Unveiled on Monday, October 12, the “Objective 100,000 terminals” program introduces a series of unprecedented measures to electrify the automotive market.
Targeting one million vehicles in circulation by the end of the five-year term, the government wants to give electricity a new boost. “We are going to play on two levers: to facilitate the acquisition of an electric vehicle, and to facilitate its use” indicated the Minister of Ecological Transition Barbara Pompili during a press conference organized this Monday, October 12 in Paris.
Expanded aid for charging stations
Ambitioning to deploy 100,000 charging points open to the public in France by the end of 2021, the government has announced the strengthening of ADVIR, a funding program dedicated to charging stations launched in 2016. Led by Avere France and financed through energy saving certificates (CEE), this enables up to 60% of the cost of terminals open to the public to be covered. Hitherto limited to € 2,000, aid can now go up to € 9,000 in the case of a charging station with a power greater than 50 kW. Grid connection costs will also be covered up to 75% until December 31, 2021.
For fast charging, the government is mobilizing an envelope of 100 million euros to speed up deployments on the national road network. “This is to support charging stations made up of at least 4, 6 or 8 charging points of 150 kW”, details the ministry’s press release. Recently interviewed by Le Parisien, the Minister of Transport, Jean-Baptiste Djebbari, mentioned a target of 500 charging stations deployed along the main roads.
Beyond direct aid, the government also intends to play on other levers. In order to encourage fuel distributors to equip themselves, the finance bill for 2021 plans to integrate green electricity distributed by charging stations into the objectives of incorporating renewable energies at service stations.
Without providing details, the government finally specifies that specific aid will be allocated for the retrofitting of existing terminals. “The objective is to upgrade part of the network installed several years ago, by making them interoperable in particular,” underlines the ministry’s statement.
A reduced bonus but extended to used electric cars
In terms of acquisition aid, the government will lower the amount of the bonus from January 1, 2021. For an individual, the maximum aid for the purchase of an electric car will drop from € 7,000 to € 6,000. and that of a plug-in hybrid car from 2000 to 1000 €. The only exception: the overseas departments which will benefit from an additional bonus of € 1,000. Interesting point: the government is already planning for 2022, announcing a further reduction in the scale of € 1,000 by this time.

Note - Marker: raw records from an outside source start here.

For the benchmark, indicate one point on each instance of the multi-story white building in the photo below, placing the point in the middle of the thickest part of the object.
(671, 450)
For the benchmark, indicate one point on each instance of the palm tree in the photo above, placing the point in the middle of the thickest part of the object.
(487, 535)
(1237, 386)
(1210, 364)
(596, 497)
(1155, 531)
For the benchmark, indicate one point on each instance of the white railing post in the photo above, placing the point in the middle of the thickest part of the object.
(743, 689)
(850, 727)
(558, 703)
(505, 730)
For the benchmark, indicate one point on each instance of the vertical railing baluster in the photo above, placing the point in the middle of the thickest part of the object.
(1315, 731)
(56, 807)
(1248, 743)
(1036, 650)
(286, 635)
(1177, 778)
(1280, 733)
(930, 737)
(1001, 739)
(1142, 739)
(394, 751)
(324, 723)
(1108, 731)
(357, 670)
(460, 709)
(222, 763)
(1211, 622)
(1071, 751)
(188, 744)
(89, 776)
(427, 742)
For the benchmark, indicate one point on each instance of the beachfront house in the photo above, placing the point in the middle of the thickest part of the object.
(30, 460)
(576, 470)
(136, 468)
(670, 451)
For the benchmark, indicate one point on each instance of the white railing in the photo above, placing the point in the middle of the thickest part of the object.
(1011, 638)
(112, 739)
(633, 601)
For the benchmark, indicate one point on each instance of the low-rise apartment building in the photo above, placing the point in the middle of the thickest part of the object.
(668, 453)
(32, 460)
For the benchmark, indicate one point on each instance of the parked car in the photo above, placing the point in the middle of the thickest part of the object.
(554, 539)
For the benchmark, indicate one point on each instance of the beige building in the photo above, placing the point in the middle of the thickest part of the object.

For electric cars and used utility vehicles, an unprecedented premium will be created. Set at € 1,000 and accessible to everyone, it may be supplemented by the conversion bonus in the event of the scrapping of an old petrol or diesel vehicle.
As for the conversion bonus, the scale will remain identical to that introduced in August. The only difference: the exclusion of vehicles classified Crit’Air 2, ie all diesel vehicles.
Other measures under study
In connection with the proposals of the Citizen’s Climate Convention formulated last June, the government is also studying other measures. Among these is a micro-credit system with state guarantee intended to support the poorest households. “The mechanism is being studied with a view to putting it in place in early 2021,” the government said.
The government is also discussing the evolution of taxation on insurance contracts for electric vehicles, a new tax scale for mileage allowances taking into account CO2 emissions or the implementation of LLD solutions dedicated to communities. A set of provisions that will be detailed over the coming months.
If the implementation of this new battery of measures for charging stations is good news, it is doubtful that the government will achieve the 100,000 public charging points promised for the end of 2021.
According to the latest Avere barometer, France had nearly 30,000 charging points open to the public in July. Managing to open 70,000 charging points in 18 months is more than a daring gamble. Between the identification of land, the selection of suppliers and the launch of public contracts, the deployment of a charging network is not a snap. Above all, it must result from a real work of reflection to better define the uses. The idea is not only to deploy charging stations but to install them in the right place and with the right technical configuration.